One such book is Hip-Hop Alphabet by Howie Abrams. It introduces kids to the hip-hop musical genre and the culture behind it. The book is fun, but it’s also a bit of educational history.
“History?” you ask? “How can hip-hop possibly be categorized as history?” This may make you feel old, but hip-hop music has officially been around for 44 years now. We’ll let that sink in for a moment before moving on.
Abrams teamed up with famed Brooklyn graffiti artist Michael “Kaves” McLeer, who provides the illustrations for each letter in the book. From the colorful street art to the graffiti supplies, the world of graffiti is an integral part of hip-hop culture, making the illustration style perfectly fitting.

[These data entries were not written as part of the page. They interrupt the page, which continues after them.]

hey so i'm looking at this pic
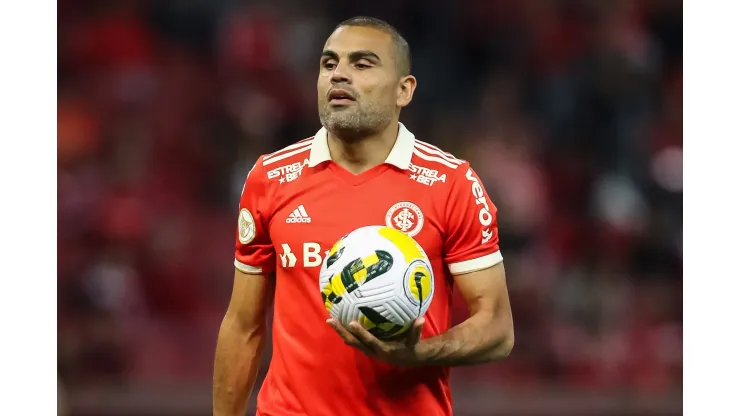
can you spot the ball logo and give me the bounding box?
[403,259,433,307]
[385,201,424,237]
[238,208,256,244]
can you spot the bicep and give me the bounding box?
[453,262,511,318]
[225,268,275,331]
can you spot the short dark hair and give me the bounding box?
[335,16,411,76]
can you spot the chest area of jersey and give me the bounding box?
[268,173,444,270]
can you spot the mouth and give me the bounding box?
[328,89,356,105]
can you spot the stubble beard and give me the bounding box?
[319,100,395,142]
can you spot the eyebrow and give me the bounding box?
[321,49,382,63]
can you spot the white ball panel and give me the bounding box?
[356,284,396,298]
[385,296,418,322]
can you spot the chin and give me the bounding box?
[326,120,361,134]
[319,106,392,141]
[321,110,354,128]
[323,119,370,141]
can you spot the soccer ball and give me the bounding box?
[319,225,434,340]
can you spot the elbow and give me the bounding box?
[484,322,515,362]
[497,330,515,359]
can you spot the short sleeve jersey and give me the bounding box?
[235,123,503,416]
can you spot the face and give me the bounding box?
[317,26,415,140]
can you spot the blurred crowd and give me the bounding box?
[58,0,682,397]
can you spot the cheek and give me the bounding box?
[317,73,332,88]
[360,87,394,107]
[358,80,388,100]
[382,84,400,105]
[317,78,329,100]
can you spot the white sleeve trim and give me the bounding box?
[448,251,503,275]
[234,259,263,274]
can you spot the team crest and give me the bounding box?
[385,201,424,237]
[238,208,256,244]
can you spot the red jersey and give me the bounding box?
[235,123,503,416]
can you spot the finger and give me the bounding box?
[327,319,373,354]
[326,319,358,344]
[348,321,385,352]
[405,317,425,348]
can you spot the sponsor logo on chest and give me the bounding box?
[267,158,309,184]
[409,163,447,187]
[278,242,328,268]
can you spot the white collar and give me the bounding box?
[308,122,415,170]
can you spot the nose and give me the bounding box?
[330,61,351,84]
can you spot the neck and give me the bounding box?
[327,121,399,174]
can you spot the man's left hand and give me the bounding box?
[327,317,426,367]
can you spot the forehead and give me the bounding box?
[324,26,395,59]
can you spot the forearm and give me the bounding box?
[213,315,266,416]
[417,312,514,367]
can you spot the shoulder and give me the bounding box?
[409,139,472,186]
[251,137,315,184]
[411,139,469,172]
[262,137,314,167]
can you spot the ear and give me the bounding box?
[396,75,417,108]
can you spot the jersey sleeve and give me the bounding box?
[443,164,503,275]
[234,156,276,275]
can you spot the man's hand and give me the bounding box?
[327,317,426,366]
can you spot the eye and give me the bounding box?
[355,62,372,69]
[322,60,337,70]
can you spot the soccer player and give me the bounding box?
[214,16,514,416]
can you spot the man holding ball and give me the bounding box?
[214,16,514,416]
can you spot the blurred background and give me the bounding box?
[57,0,682,414]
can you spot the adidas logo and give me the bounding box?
[286,205,312,223]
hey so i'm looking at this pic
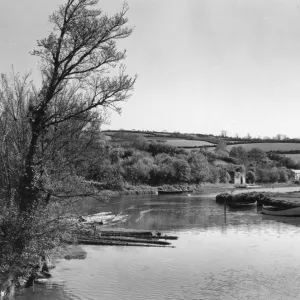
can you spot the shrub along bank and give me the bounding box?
[85,135,298,192]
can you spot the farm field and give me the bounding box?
[213,159,228,166]
[227,143,300,152]
[102,132,300,153]
[103,131,155,137]
[162,139,215,147]
[102,131,215,147]
[147,136,188,140]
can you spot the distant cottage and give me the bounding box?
[228,168,246,185]
[291,169,300,181]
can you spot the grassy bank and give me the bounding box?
[116,183,237,195]
[119,185,158,195]
[60,245,87,260]
[111,182,300,196]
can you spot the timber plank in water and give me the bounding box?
[75,227,178,247]
[77,235,171,246]
[97,229,178,240]
[77,239,174,247]
[99,229,153,236]
[150,235,178,240]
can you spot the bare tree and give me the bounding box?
[220,130,227,138]
[0,0,136,295]
[17,0,136,212]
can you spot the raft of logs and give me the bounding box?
[74,226,178,248]
[216,191,300,209]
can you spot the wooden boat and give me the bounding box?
[34,278,49,284]
[228,201,257,208]
[234,184,260,189]
[158,190,193,195]
[234,184,248,189]
[261,206,300,217]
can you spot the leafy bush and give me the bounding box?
[248,148,267,163]
[269,168,280,183]
[188,152,210,183]
[215,141,229,157]
[246,171,256,183]
[148,141,186,156]
[278,168,288,182]
[172,158,191,183]
[230,146,247,162]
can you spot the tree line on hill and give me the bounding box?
[82,134,299,189]
[103,129,300,145]
[222,143,299,183]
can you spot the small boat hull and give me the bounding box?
[234,185,248,189]
[158,190,193,195]
[228,202,257,208]
[34,278,49,284]
[261,206,300,217]
[234,184,261,189]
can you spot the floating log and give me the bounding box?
[76,235,171,246]
[76,228,178,240]
[98,231,178,240]
[74,227,178,247]
[98,229,153,237]
[77,239,174,247]
[151,235,178,240]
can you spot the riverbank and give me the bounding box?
[117,183,235,196]
[116,182,300,196]
[15,187,300,300]
[10,182,300,298]
[216,189,300,209]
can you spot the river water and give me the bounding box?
[15,189,300,300]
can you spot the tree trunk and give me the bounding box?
[17,131,40,212]
[0,271,16,300]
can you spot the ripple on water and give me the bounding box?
[14,194,300,300]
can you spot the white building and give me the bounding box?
[291,169,300,181]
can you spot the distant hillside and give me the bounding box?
[227,143,300,152]
[91,129,300,187]
[102,130,300,153]
[101,130,218,146]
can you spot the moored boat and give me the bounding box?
[234,184,248,189]
[158,190,193,195]
[34,278,49,284]
[228,201,257,208]
[261,205,300,217]
[234,184,261,189]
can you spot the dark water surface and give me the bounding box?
[15,192,300,300]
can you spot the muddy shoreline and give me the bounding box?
[117,183,300,196]
[9,183,300,299]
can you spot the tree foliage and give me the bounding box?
[214,141,229,157]
[247,148,267,164]
[229,146,247,162]
[0,0,136,294]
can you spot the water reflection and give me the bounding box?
[109,194,264,233]
[15,192,300,300]
[15,282,74,300]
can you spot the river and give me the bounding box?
[15,188,300,300]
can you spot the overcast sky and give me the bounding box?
[1,0,300,138]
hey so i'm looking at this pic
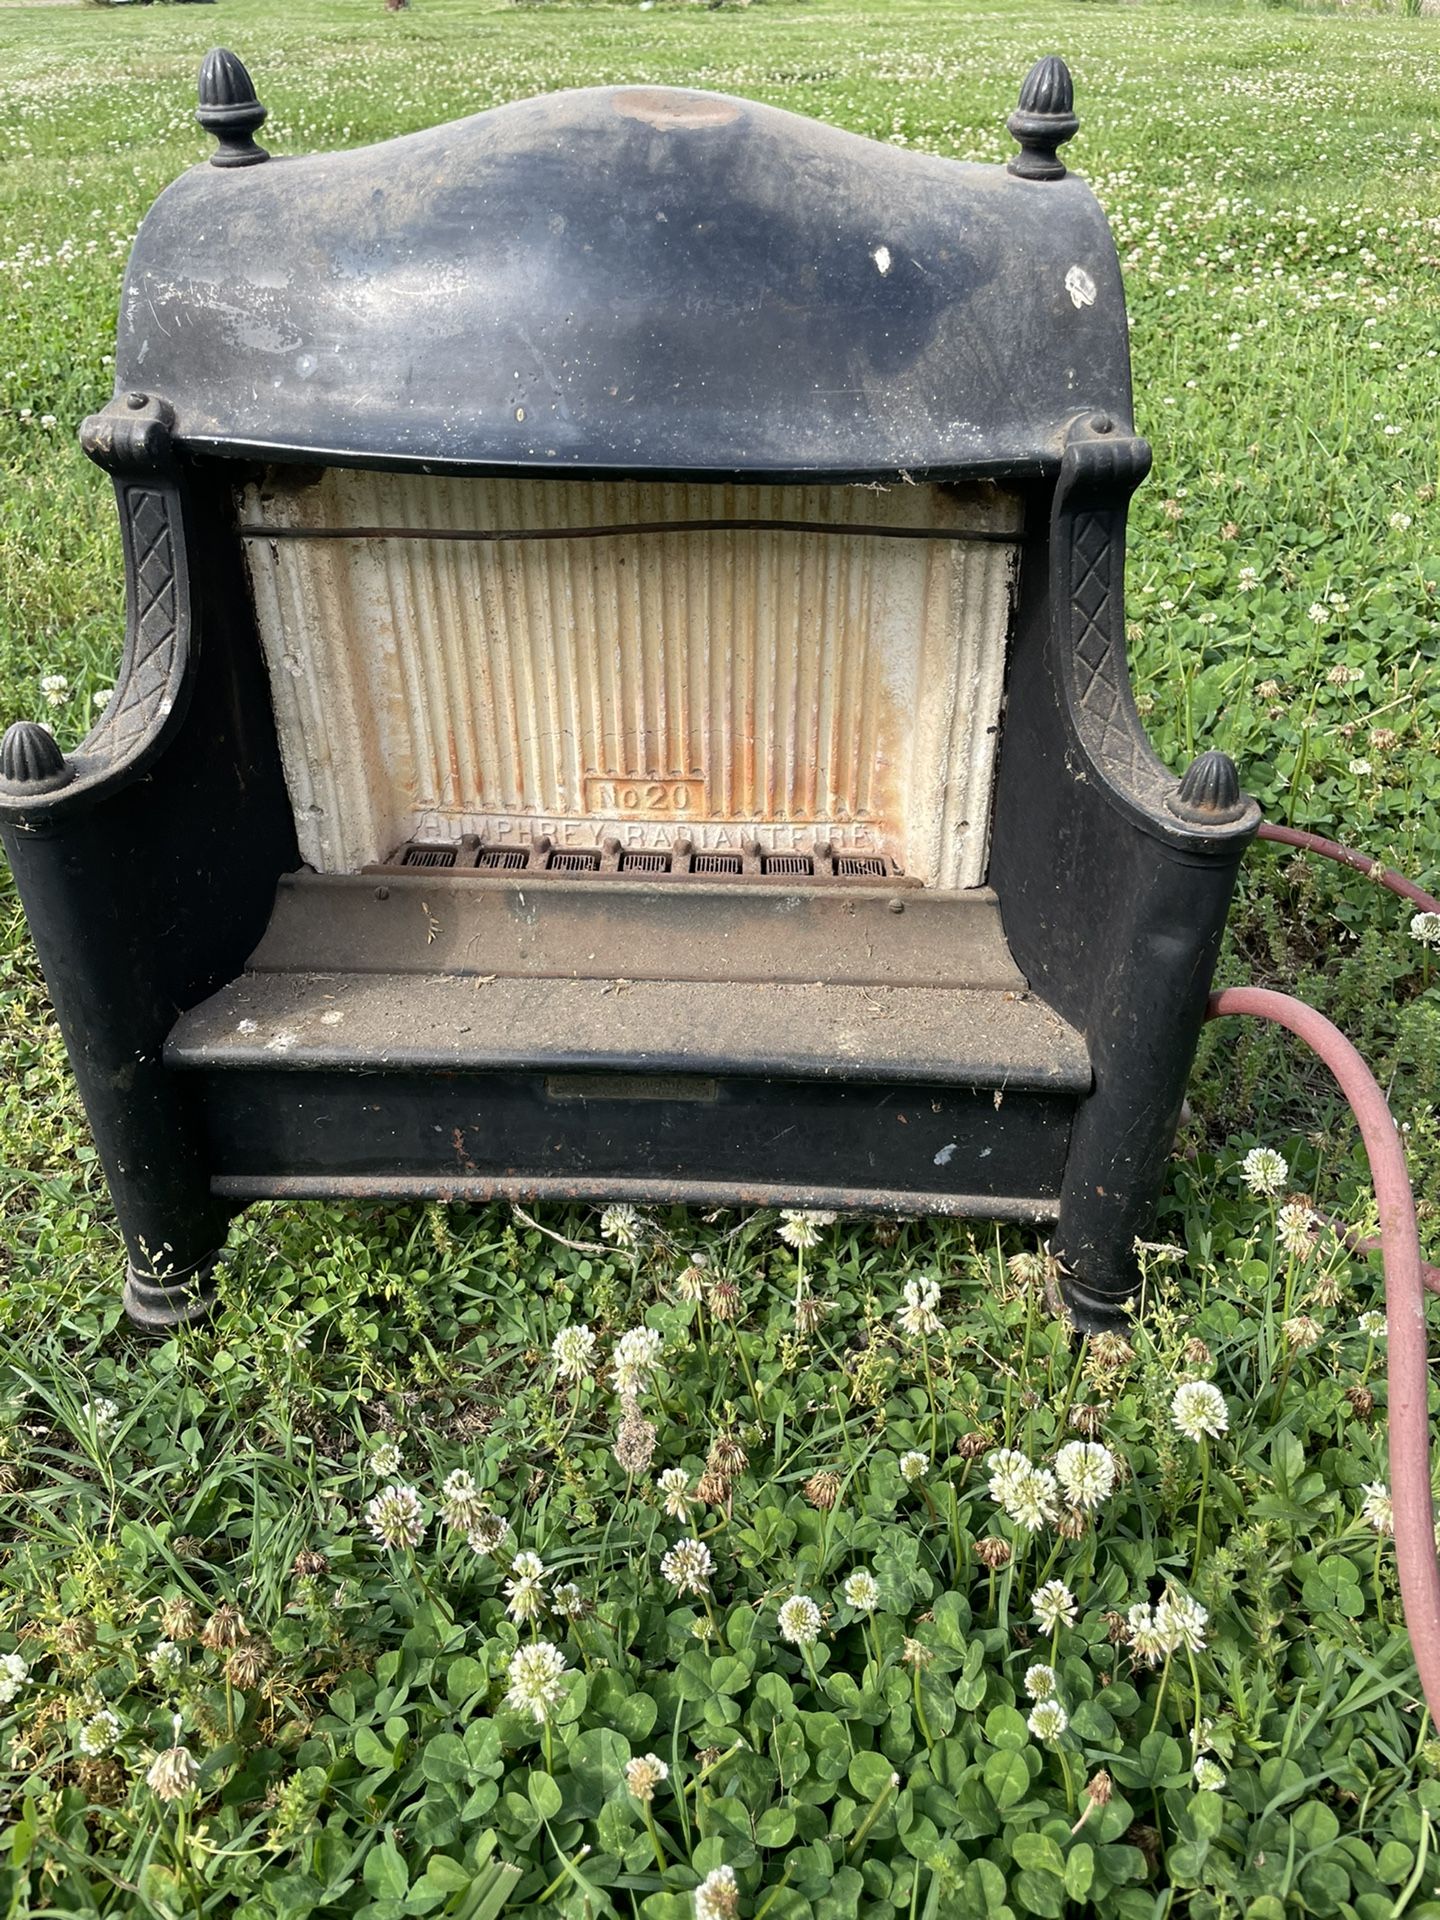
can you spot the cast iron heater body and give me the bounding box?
[0,52,1258,1331]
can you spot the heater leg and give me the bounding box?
[123,1253,221,1331]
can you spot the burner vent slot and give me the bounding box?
[547,849,602,873]
[761,853,815,877]
[401,845,457,869]
[620,851,671,873]
[835,855,889,877]
[692,852,744,875]
[478,848,529,870]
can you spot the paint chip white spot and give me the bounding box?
[320,1009,344,1025]
[265,1030,299,1054]
[1065,265,1097,310]
[873,245,892,276]
[236,1019,257,1034]
[933,1141,957,1166]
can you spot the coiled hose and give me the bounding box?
[1215,823,1440,1718]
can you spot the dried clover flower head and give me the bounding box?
[707,1434,748,1478]
[804,1471,841,1512]
[55,1617,97,1659]
[78,1755,126,1806]
[1067,1403,1106,1438]
[694,1864,740,1920]
[366,1484,426,1551]
[505,1641,568,1723]
[159,1598,199,1642]
[1056,1507,1089,1542]
[660,1538,714,1598]
[1101,1610,1129,1645]
[200,1604,247,1653]
[1088,1332,1134,1371]
[467,1512,512,1558]
[291,1550,329,1580]
[1347,1386,1376,1419]
[1182,1338,1213,1368]
[900,1637,933,1670]
[974,1537,1012,1571]
[147,1718,200,1802]
[623,1753,669,1803]
[708,1280,742,1323]
[1086,1769,1113,1806]
[842,1569,880,1614]
[777,1595,823,1647]
[1282,1314,1324,1352]
[1171,1380,1229,1442]
[225,1639,272,1690]
[954,1430,992,1461]
[695,1469,733,1509]
[794,1292,828,1336]
[614,1401,658,1476]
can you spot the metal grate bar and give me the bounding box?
[401,845,457,868]
[691,852,744,875]
[547,849,602,872]
[478,848,529,870]
[619,851,671,873]
[761,854,815,876]
[835,855,889,877]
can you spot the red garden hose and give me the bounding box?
[1210,808,1440,1725]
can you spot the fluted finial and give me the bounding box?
[0,721,72,795]
[197,48,269,169]
[1007,55,1079,182]
[1169,749,1248,825]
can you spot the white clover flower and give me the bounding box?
[611,1326,665,1399]
[1031,1581,1077,1635]
[1171,1380,1229,1443]
[93,688,113,712]
[1028,1698,1069,1743]
[1410,913,1440,949]
[778,1595,823,1647]
[551,1323,598,1382]
[1358,1310,1387,1338]
[1024,1662,1057,1700]
[87,1397,120,1436]
[439,1469,487,1534]
[1193,1756,1226,1791]
[504,1551,549,1622]
[1128,1603,1167,1666]
[842,1569,880,1614]
[986,1448,1032,1507]
[658,1468,693,1519]
[676,1264,706,1302]
[365,1483,425,1550]
[694,1863,740,1920]
[1240,1146,1288,1197]
[1276,1201,1317,1261]
[1307,602,1329,625]
[147,1717,200,1801]
[1005,1466,1060,1533]
[466,1512,512,1558]
[79,1709,121,1757]
[505,1641,569,1724]
[1361,1482,1393,1534]
[0,1651,29,1706]
[896,1276,942,1339]
[1055,1441,1118,1511]
[1390,511,1413,531]
[40,673,69,708]
[1237,566,1259,591]
[898,1450,928,1486]
[148,1641,183,1680]
[1155,1589,1208,1654]
[624,1752,669,1802]
[600,1203,643,1248]
[367,1437,403,1479]
[551,1582,586,1621]
[660,1538,714,1597]
[1348,758,1373,779]
[777,1209,834,1250]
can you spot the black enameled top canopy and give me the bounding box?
[115,78,1132,479]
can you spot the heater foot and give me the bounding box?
[1056,1267,1137,1337]
[123,1256,220,1331]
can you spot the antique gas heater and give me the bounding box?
[0,51,1256,1331]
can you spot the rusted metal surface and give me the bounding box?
[241,871,1032,991]
[242,470,1019,886]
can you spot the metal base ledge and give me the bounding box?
[123,1257,220,1331]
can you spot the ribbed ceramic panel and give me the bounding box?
[240,471,1020,887]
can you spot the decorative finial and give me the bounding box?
[0,721,72,795]
[197,48,269,170]
[1168,750,1248,825]
[1007,56,1079,182]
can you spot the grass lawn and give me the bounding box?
[3,0,1440,1913]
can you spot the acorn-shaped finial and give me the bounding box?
[197,48,269,169]
[0,720,72,795]
[1007,56,1079,182]
[1168,749,1248,825]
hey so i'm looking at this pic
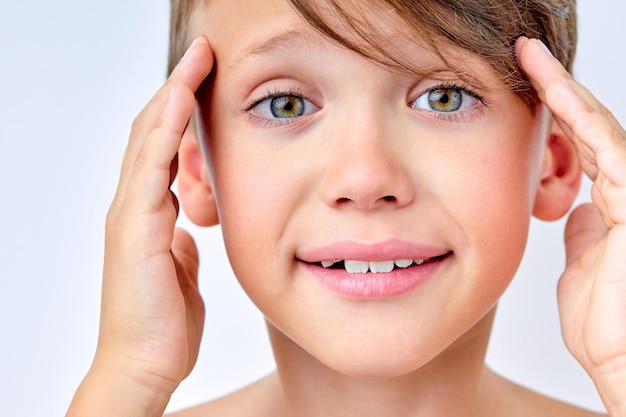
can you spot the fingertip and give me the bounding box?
[181,37,202,62]
[514,36,530,63]
[173,228,199,265]
[566,203,601,234]
[564,203,605,264]
[192,36,214,67]
[170,35,214,92]
[180,36,211,63]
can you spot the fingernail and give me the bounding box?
[514,36,530,64]
[181,37,201,62]
[517,36,530,48]
[536,39,554,58]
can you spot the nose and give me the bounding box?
[320,115,415,211]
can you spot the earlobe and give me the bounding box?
[532,122,582,221]
[178,125,219,226]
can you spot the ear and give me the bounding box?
[532,121,582,221]
[178,124,219,226]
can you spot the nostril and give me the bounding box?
[335,195,397,206]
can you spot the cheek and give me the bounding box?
[445,109,547,222]
[444,112,548,286]
[204,123,307,287]
[210,144,283,237]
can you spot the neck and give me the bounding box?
[267,309,498,417]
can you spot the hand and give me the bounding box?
[516,37,626,415]
[66,37,214,417]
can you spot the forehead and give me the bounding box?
[188,0,497,86]
[189,0,306,65]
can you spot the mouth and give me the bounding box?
[299,249,453,299]
[314,253,452,274]
[296,240,453,298]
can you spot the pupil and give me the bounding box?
[439,94,450,104]
[283,101,293,111]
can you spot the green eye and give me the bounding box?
[270,95,305,118]
[250,92,318,123]
[427,88,463,112]
[411,86,480,113]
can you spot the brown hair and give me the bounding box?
[168,0,576,107]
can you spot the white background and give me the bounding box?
[1,1,624,415]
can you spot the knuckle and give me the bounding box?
[105,206,120,236]
[130,115,145,139]
[610,128,625,147]
[106,194,121,221]
[133,147,149,171]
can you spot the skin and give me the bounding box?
[65,1,626,416]
[198,0,549,381]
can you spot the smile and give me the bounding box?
[318,258,433,274]
[297,240,452,298]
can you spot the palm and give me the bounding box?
[559,206,626,376]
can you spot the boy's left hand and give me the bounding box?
[517,37,626,415]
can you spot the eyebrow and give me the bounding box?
[225,27,495,91]
[227,29,320,74]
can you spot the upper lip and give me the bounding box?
[296,239,451,263]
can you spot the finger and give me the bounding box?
[129,37,213,144]
[564,203,606,266]
[515,37,610,120]
[545,79,626,185]
[105,85,196,263]
[515,37,626,184]
[587,224,626,363]
[557,203,605,347]
[171,228,204,377]
[125,84,196,216]
[171,228,200,280]
[114,37,213,207]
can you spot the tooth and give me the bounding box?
[414,259,425,265]
[394,259,413,268]
[345,260,369,274]
[321,260,339,268]
[369,260,394,273]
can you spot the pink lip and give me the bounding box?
[297,240,451,300]
[297,239,449,263]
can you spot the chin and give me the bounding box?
[317,340,444,379]
[334,362,423,380]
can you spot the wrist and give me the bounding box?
[66,359,174,417]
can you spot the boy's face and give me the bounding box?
[190,0,554,376]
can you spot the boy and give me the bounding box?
[67,0,626,416]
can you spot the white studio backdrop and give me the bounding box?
[0,1,623,415]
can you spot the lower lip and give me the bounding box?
[301,256,449,300]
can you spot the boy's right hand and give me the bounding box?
[66,37,214,417]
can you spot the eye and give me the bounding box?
[252,93,318,120]
[411,86,481,113]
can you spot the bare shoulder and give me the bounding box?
[484,368,606,417]
[165,373,283,417]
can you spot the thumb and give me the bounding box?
[172,227,200,283]
[564,203,606,266]
[171,227,204,377]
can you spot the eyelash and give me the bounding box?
[241,82,489,127]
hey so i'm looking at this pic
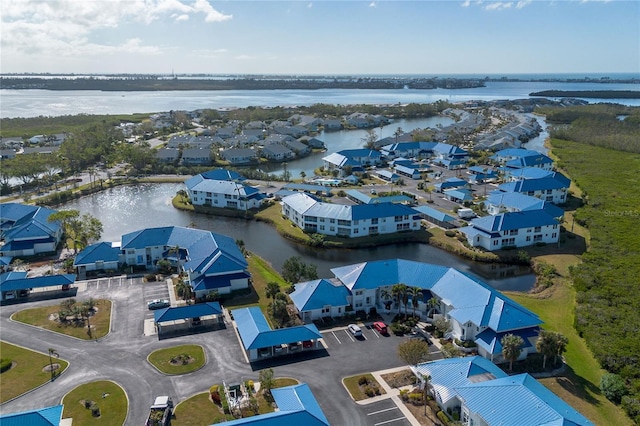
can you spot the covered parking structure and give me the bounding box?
[153,302,223,336]
[0,271,76,302]
[232,306,322,362]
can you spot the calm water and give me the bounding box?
[62,183,535,291]
[2,80,639,118]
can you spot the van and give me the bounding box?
[457,208,475,219]
[348,324,362,337]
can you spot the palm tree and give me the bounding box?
[422,374,432,416]
[379,288,391,311]
[553,333,569,367]
[501,334,524,372]
[48,348,59,381]
[426,297,440,318]
[536,330,557,369]
[401,287,410,319]
[410,287,422,319]
[175,279,192,301]
[391,283,407,315]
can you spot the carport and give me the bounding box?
[232,306,322,362]
[153,302,223,335]
[0,271,76,301]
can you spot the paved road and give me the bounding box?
[0,279,438,425]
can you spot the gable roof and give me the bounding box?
[219,383,329,426]
[232,307,322,350]
[498,173,570,193]
[154,302,222,323]
[290,279,351,311]
[0,271,76,292]
[412,356,506,405]
[455,373,594,426]
[469,210,559,233]
[0,404,63,426]
[73,242,120,267]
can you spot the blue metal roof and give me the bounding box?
[470,210,559,233]
[232,307,321,350]
[330,259,450,291]
[0,404,63,426]
[412,356,506,405]
[505,154,553,169]
[217,383,329,426]
[0,272,76,291]
[154,302,222,323]
[74,242,120,267]
[0,256,12,266]
[506,167,554,180]
[475,327,537,355]
[283,183,332,194]
[485,192,565,218]
[498,173,570,193]
[351,203,417,220]
[290,279,351,311]
[443,188,473,201]
[491,148,540,159]
[413,205,455,223]
[455,373,594,426]
[191,272,250,292]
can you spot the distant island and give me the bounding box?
[0,76,486,91]
[530,90,640,99]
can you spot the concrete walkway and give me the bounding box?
[359,365,422,426]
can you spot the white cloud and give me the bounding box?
[485,2,513,11]
[369,2,377,8]
[461,0,471,7]
[516,0,532,8]
[308,2,313,8]
[1,0,231,67]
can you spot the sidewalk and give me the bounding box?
[358,365,422,426]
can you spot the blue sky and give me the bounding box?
[1,0,639,75]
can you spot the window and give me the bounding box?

The ABCs of Hip-Hop Culture
In each section, McLeer takes a letter and illustrates it as only a talented street artist could. The “J” section covers “Jay-Z,” and “R” is for “Run DMC,” naturally. In addition to the vibrant illustrations, each section discusses the history and accomplishments of the musical groups and rappers that are featured.
Speaking of Run DMC, Abrams got Darryl “DMC” Daniels from the group to sign on to write the forward for the book. He was the first choice to write the intro and Abrams and McLeer were ecstatic when he agreed. He describes how the book combines two art forms – hip-hop and graffiti – and presents them in a way that kids can appreciate and understand.
A Book for a Good Cause
In addition to providing fun reading for parents and an educational adventure for kids, Hip-Hop Alphabet is raising money for a wonderful cause. A percentage of its proceeds will be donated to the Jam Master Jay Foundation for Music. Created by Jam Master Jay’s wife and a few of his close friends, the foundation seeks to provide all children equal access to the arts, regardless of their socioeconomic background.
A book that features amazing street art illustrations and discusses Tupac, Biggie, and OutKast? I think we may have outgrown Dr. Seuss for good!